Al-Najjar noted that regular elections also conflict with deeply ingrained notions about the "right" to government employment.  After 2003, he said, politicians fishing for votes have played on the high levels of unemployment and the general sentiment of entitlement to a government salary to get them.

Before that, he said, "I don't think there were more than 600,000 public sector employees, while now we have 5 million. With the democratic system came the idea that every time the opposition wants to hurt the government, they move these crowds to demonstrate" for jobs, he stated. "Now, for years and years, we have been producing these kids out of our universities without an economic plan."

"The contribution of the private sector to the economy is so negligible that it doesn't present itself as a serious alternative or competitive" to government positions, he said.

Many Iraqis also combine a government salary or monthly payment for relatives "martyred" in violence against terrorism or for other reasons with informal sources of income. In a taxi Al Majalla took on the way to the interview with al-Najjar, the driver said that he had finally been granted a "pension" for his son, who was killed during the "fighting against the Americans in 2006".
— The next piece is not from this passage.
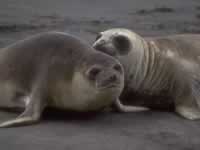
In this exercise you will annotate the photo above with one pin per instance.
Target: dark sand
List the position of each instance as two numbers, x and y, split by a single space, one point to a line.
106 131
Rampant corruption and a deeply bureaucratic system hinder the fund's attempts to achieve the desired results

He had been waiting for this money for over a decade, he noted, and it had only come under the current government. That is why he said that he felt that the current prime minister is the "best we have ever had," albeit not perfect.

Al-Najjar commented on similar government payments as "a way of getting $500 for doing nothing and then making maybe $2,000 (a month) driving a taxi."

"For almost 70 years now," he said, "we have had a so-claimed socialist government. They've turned the country from managing the economy to managing a petrol station. That's our economy today: we export, get the cash, distribute it to salaries."

For multiple generations, "all they have seen is working for the government," he said, "and this has become a culture." The Iraq Development Fund is trying to change this culture, "but it will take time".